We then shared our thoughts and feelings:

“I can see her in the ICU bed in my Mind’s Eye—I somehow have a gut intuition she will recover.”

“I felt very tearful at the beginning of this, from first seeing the image you created. I feel she must be so exhausted and sad. I felt a lot of relief after we prayed for her. I hope she can somehow feel it too.”

“O God! Refresh and gladden my spirit. Purify my heart. Illumine my power. I lay all my affairs in Thy hand. Thou art my Guide and my Refuge. I will no longer be sorrowful and grieved, I will be a happy and joyful being. O God! I will no longer be full of anxiety, nor will I let trouble harass me. I will not dwell on the unpleasant things of life. O God! Thou art more friend to me than I am to myself. I dedicate myself to Thee, O Lord.”

“At the beginning of the Circle, I received images: hearts, star, talking/writing, book, heart/GI, a young woman being outstanding and going forward in Medicine, it not being what she wanted but family was very proud of her.

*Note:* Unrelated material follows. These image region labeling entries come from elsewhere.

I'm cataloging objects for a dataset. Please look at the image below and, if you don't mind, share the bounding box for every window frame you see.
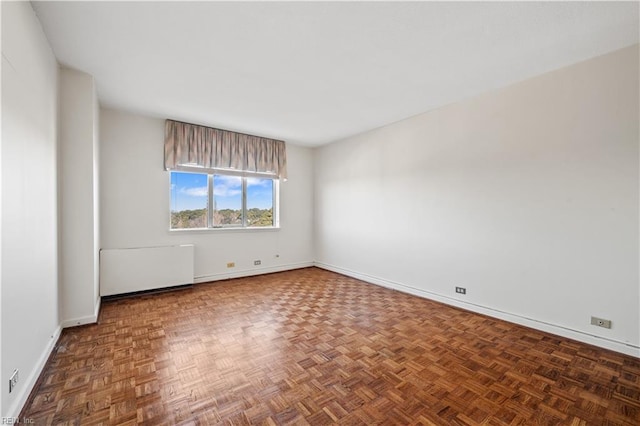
[169,165,280,232]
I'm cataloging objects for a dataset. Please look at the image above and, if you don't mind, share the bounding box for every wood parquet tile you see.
[21,268,640,426]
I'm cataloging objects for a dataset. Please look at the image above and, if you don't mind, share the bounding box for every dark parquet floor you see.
[21,268,640,425]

She ran out of energy.”

“I was hit with an overwhelming rush of tears. I feel that she was overwhelmed and sobbing. I think she didn’t know what to do with the tears and just wanted the crying to stop. I think she felt broken open.”

“May the one who blessed our ancestors, Abraham, Isaac and Jacob, Sarah, Rebecca, Rachel and Leah, bless and heal the resident who is ill. May the Blessed Holy One be filled with compassion for her health to be restored and her strength to be revived. May God swiftly send her a complete renewal of body and spirit, and let us say, Amen.”

“Are you able to send that beautiful poem to her family?”

“Maybe send it to the ICU doctor there. Perhaps to have someone read it to her. Or some version of it.”

I am publishing our well wishes for her to read when the time is right. Until then we send our love and support to her ethereally.

[Caveat: We can never demand that she receive and/or accept our prayers. Her destiny is determined by the free will of her soul’s sacred journey and must be respected.]